Patient characteristics
Patient characteristics are outlined in Table 1. The proportion of males increased from 37.5% in 2003–2004 to 42.9% in 2011–2012 (p 0.048 for trend). The median age of the patients at the time of diagnosis of infection increased from 72 (interquartile range 13) in 2003–2004 to 75 (interquartile range 15) in 2011–2012 (p 0.001). The percentage of patients with a Charlson score ≥2 increased significantly during the study period, from 38.2% in 2003–2004 to 41.4% in 2011–2012 (p 0.046). Rising trends were found for the percentage of patients receiving chronic immunosuppressive treatments, with neurological disorders and malignant neoplasms, increasing from 3.9%, 8% and 7.4%, respectively, in 2003–2004 to 7.4%, 11.6% and 11.5% in 2011–2012 (p 0.013, p 0.005 and p 0.007, respectively). For other underlying conditions, there were no significant trends over the period. The vast majority of patients underwent hip or knee arthroplasty, each of which accounted for almost half the cases.
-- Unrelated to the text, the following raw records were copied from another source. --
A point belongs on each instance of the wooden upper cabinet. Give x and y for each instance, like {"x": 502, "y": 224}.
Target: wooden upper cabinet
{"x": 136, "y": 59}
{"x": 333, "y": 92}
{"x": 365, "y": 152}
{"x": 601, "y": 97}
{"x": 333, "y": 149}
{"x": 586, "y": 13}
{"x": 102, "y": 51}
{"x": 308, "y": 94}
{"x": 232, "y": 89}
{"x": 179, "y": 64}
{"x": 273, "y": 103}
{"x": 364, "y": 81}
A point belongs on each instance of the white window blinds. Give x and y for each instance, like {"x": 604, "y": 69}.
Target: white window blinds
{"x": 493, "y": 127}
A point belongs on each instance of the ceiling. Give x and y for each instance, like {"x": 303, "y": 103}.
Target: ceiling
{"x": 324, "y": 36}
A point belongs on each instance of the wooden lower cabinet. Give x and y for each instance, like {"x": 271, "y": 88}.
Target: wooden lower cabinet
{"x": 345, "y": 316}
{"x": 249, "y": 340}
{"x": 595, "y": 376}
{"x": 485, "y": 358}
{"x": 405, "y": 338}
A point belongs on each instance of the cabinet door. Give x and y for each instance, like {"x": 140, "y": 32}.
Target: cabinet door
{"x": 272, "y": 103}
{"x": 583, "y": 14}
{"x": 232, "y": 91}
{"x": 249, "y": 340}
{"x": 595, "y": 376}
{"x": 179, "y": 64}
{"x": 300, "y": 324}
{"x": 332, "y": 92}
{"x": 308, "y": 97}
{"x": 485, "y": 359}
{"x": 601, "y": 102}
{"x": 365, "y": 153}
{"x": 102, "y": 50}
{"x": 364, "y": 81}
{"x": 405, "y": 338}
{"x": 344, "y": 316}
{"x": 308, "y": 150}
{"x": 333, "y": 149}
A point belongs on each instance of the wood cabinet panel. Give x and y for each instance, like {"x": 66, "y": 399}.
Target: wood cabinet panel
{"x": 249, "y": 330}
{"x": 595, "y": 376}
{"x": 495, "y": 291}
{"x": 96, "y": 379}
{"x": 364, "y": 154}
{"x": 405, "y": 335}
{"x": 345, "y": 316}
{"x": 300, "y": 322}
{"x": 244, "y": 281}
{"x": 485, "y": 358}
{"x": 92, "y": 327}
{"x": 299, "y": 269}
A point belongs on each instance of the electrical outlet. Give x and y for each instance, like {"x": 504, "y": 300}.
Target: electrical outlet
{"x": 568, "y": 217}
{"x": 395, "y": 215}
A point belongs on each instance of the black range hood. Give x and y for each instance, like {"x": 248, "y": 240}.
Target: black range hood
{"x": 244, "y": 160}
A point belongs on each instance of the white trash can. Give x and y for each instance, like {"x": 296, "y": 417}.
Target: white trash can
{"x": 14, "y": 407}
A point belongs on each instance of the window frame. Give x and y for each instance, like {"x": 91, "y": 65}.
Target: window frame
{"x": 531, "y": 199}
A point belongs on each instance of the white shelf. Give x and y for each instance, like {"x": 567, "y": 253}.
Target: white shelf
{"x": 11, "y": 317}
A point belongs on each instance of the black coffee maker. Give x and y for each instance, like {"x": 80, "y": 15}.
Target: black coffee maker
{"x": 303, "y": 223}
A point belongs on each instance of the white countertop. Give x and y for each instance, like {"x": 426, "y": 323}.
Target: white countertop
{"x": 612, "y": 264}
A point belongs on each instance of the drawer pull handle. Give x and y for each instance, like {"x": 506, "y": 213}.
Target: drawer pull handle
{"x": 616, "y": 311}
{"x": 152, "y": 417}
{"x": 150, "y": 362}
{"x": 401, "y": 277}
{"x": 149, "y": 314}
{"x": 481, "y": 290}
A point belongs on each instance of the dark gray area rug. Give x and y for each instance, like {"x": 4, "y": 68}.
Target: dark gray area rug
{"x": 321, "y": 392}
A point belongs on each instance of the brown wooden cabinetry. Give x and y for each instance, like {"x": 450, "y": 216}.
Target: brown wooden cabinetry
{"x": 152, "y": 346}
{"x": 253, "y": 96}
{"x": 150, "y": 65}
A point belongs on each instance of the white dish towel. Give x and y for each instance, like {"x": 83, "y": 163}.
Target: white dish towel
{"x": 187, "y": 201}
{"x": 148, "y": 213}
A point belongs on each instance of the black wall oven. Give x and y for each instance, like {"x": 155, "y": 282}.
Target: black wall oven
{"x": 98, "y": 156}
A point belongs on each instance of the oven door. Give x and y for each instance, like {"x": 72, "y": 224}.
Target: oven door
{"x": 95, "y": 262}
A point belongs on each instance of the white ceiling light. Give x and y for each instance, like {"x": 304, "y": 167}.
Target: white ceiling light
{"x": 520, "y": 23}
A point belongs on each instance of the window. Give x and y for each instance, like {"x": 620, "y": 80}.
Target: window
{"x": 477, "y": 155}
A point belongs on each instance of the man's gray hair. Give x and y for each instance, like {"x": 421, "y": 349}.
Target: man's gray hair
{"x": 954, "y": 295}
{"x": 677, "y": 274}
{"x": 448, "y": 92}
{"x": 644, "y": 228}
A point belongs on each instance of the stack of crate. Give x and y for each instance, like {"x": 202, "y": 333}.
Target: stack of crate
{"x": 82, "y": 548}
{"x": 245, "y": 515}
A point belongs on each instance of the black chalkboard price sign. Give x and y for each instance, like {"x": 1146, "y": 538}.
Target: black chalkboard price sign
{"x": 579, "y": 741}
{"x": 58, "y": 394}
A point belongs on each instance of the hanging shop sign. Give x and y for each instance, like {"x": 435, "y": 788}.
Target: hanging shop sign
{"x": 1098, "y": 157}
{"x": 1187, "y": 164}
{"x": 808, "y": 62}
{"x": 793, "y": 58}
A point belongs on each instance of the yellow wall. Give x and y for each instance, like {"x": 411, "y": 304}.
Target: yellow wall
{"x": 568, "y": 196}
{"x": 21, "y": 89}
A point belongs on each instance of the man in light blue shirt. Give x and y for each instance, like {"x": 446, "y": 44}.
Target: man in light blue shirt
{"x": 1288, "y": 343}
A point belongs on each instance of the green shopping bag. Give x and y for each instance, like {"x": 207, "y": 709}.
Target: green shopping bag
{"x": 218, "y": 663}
Primary arthroplasties accounted for 77.2% of infected prosthetic joints, and degenerative joint disease was the most common reason for joint replacement.
Table 1Characteristics of patients with a prosthetic joint infection diagnosed from 2003 through 2012
A total of 1309 (52.7%) episodes of PJI were classified as chronic PJI, 888 (35.7%) as early post-interventional PJI, and 288 (11.6%) as acute haematogenous infections.
Microbial aetiology
A microbiological diagnosis was obtained in 2288 cases (90.6%): 300 cases in 2003–2004 (89.3%), 344 in 2005–2006 (92.2%), 426 (92%) in 2007–2008, 560 (90%) in 2009–2010, and 658 (90.1%) in 2011–2012. The proportion of cases with a microbiological diagnosis did not vary significantly during the study period (p 0.691). Information about patients receiving antibiotics in the 14 days before reliable microbiological sampling was obtained was available for 2027 episodes. A total of 497 patients (24.5%) had received antimicrobial treatment, 15.7% (78) of whom had a culture-negative PJI; 6.6% (101) of 1530 patients without antibiotics had a culture-negative PJI (p <0.001). In all, 17.4% of all episodes (399) were polymicrobial. There were no significant trends over time in the proportion of polymicrobial PJIs (p 0.303).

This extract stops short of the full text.